The Raptors, too, have seemingly hit bottom, with five consecutive losing seasons.
So why the downward trend?
It may just be they can't see red in all that green.
Best Move: Drafting Vince Carter.
Worst Move: Not signing Tracy McGrady long-term.
Clippers fans might want Donald Sterling even higher.
One of sports' most experienced owners, Donald Sterling has overseen 29 years of mediocrity, sharing the same arena with the NBA's most lauded franchise for many of them.
The Los Angeles lawyer moved a struggling San Diego Clippers to his hometown in 1984, but in that time the Clips haven't collected a single MVP and have only two playoff series wins.
Sterling has had his chances. The Clippers have had an almost comical 23 top-10 draft picks under his watch, three of which were 1st overall selections.
The most obvious draft blunder was that of Michael Olowokandi, widely considered one of the worst in history.
But even when Sterling and Co. seem to get it right, they get it just as wrong.
Take Blake Griffin, also selected first overall. To make room for the high flyer, the Clippers traded Zach Randolph to the Grizzlies for Quentin Richardson.
A Chris Paul-Griffin-Randolph trio, now that would make some noise.
All that to say Sterling's Clippers are taking it to the Western Conference in 2013, and have a legitimate shot at a title.
It would be the first in the franchise's history.
Best Move: Trading for Chris Paul.
Worst Move: Drafting Olowokandi.
Mike Brown has been the owner of the Cincinnati Bengals since 1991.
The team's record under his leadership?
That .371 winning percentage is thanks in part to the Bengals' knack for off-the-field incidents.
According to the San Diego Union Tribune's database, Cincinnati has had 39 player incidents involving arrests or citations since 2000, including two in the last month.
The locker room of Paul Brown stadium, named after the team's founder and father of Mike Brown, has included the likes of Chad Ochocinco, Adam "Pacman" Jones, Terrell Owens, Chris Henry, Tank Johnson and Corey Dillon in that time.
You could make an argument that the Bengals' personnel issues should fall on the team's GM, but Brown holds that job as well.
The good news for Bengals' fans is the team's current prospects.
A stellar 2011 draft landed Cincinnati A.J. Green and Andy Dalton, a long-term answer that has already resulted in two playoff appearances.
Best Move: 2011 draft.
Worst Move: Drafting Akili Smith ahead of Edgerrin James, Torry Holt and Champ Bailey.

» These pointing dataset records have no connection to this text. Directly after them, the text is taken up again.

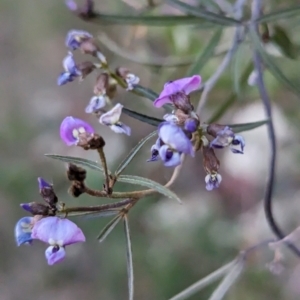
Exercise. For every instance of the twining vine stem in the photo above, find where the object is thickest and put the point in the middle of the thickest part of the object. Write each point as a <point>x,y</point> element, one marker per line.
<point>256,9</point>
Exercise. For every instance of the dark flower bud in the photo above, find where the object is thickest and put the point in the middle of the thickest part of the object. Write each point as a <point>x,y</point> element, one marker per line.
<point>38,209</point>
<point>76,173</point>
<point>224,136</point>
<point>129,77</point>
<point>86,68</point>
<point>77,188</point>
<point>211,166</point>
<point>85,12</point>
<point>47,192</point>
<point>90,141</point>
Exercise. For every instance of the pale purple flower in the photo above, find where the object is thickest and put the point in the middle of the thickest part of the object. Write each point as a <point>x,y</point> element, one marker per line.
<point>191,124</point>
<point>175,138</point>
<point>76,37</point>
<point>58,233</point>
<point>226,137</point>
<point>23,231</point>
<point>71,70</point>
<point>131,80</point>
<point>43,184</point>
<point>213,181</point>
<point>170,157</point>
<point>71,128</point>
<point>176,92</point>
<point>111,119</point>
<point>96,103</point>
<point>155,150</point>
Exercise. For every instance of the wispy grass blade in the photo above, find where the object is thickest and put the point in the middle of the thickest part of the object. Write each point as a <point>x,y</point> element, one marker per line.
<point>129,259</point>
<point>202,283</point>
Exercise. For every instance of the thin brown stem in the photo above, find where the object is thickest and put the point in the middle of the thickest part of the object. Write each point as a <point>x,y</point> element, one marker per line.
<point>104,166</point>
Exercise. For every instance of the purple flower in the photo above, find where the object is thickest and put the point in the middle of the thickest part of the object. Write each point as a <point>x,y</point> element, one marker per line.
<point>213,181</point>
<point>96,103</point>
<point>175,138</point>
<point>71,128</point>
<point>176,92</point>
<point>23,231</point>
<point>58,233</point>
<point>225,137</point>
<point>155,150</point>
<point>71,70</point>
<point>76,37</point>
<point>111,119</point>
<point>170,157</point>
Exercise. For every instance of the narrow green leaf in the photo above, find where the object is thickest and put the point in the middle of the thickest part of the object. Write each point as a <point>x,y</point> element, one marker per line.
<point>270,64</point>
<point>108,228</point>
<point>232,98</point>
<point>78,161</point>
<point>149,184</point>
<point>228,281</point>
<point>202,283</point>
<point>207,53</point>
<point>282,40</point>
<point>247,126</point>
<point>147,93</point>
<point>141,117</point>
<point>133,152</point>
<point>129,259</point>
<point>290,12</point>
<point>203,13</point>
<point>167,20</point>
<point>95,214</point>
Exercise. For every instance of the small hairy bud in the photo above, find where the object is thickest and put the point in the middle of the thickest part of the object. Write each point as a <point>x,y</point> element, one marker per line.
<point>76,173</point>
<point>77,188</point>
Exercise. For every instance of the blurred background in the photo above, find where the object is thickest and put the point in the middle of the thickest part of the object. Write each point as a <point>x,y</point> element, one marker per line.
<point>173,245</point>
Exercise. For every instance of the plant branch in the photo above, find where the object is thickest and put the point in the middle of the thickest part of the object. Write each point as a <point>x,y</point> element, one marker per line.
<point>237,39</point>
<point>256,9</point>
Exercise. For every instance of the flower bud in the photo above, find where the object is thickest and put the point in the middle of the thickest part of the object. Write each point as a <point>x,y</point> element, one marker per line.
<point>76,173</point>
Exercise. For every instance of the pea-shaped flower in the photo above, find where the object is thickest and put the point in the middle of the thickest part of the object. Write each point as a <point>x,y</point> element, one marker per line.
<point>23,231</point>
<point>58,233</point>
<point>73,129</point>
<point>174,142</point>
<point>111,119</point>
<point>75,38</point>
<point>176,92</point>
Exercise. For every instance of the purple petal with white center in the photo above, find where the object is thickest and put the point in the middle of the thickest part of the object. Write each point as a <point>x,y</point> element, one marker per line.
<point>184,85</point>
<point>43,183</point>
<point>96,103</point>
<point>23,231</point>
<point>67,127</point>
<point>131,80</point>
<point>238,141</point>
<point>191,125</point>
<point>55,254</point>
<point>155,151</point>
<point>112,116</point>
<point>57,231</point>
<point>75,38</point>
<point>171,118</point>
<point>71,4</point>
<point>64,78</point>
<point>120,128</point>
<point>169,157</point>
<point>212,181</point>
<point>175,138</point>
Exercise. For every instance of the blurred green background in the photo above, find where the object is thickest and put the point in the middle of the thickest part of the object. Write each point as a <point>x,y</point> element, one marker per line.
<point>173,245</point>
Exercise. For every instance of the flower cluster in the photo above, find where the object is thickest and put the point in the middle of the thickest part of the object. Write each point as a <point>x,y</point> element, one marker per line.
<point>182,132</point>
<point>46,226</point>
<point>105,86</point>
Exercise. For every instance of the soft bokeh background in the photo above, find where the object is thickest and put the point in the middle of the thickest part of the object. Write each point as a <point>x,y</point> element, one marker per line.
<point>173,245</point>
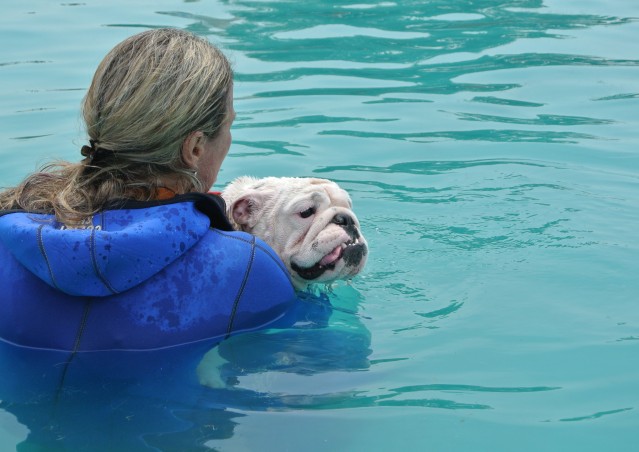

This doesn't take much thought.
Jeffrey Loria, the Miami Marlins owner that cut his team's payroll to mincemeat in one abrupt offseason swoop, may be the most hated man in sports.
Loria's Marlins boasted a new everything in 2012. A new stadium, a new coach, new star players, even a new name.
A fresh chapter for a franchise desperately trying to turn the page from the penny-pinching, high-turnover team of old.
Or so we thought. In less than a year, the Marlins have shed just under $70 million and are looking squarely at the National League's cellar.
To put it into even more perspective, Ricky Nolasco is now the team's highest paid player, commanding nearly half of Miami's 2013 budget.
And this at the hands of an owner that essentially duped Major League Baseball, as well as its own fans, to get a revenue-collecting stadium in the first place.
“I am aware of the anger, I am,” Bud Selig told the New York Times following Miami's most recent revealing trade. “The questions are fair about the Marlins fans. I want you to know that. It’s a subject that I’m extremely sensitive about."
The Marlins' future dealings will be very interesting going forward, but if Loria's track record is any indication, it may be more of the same in South Beach.
Best Move: Convincing the people of Miami to pay for a new stadium.
Worst Move: Trading a 24-year-old Miguel Cabrera.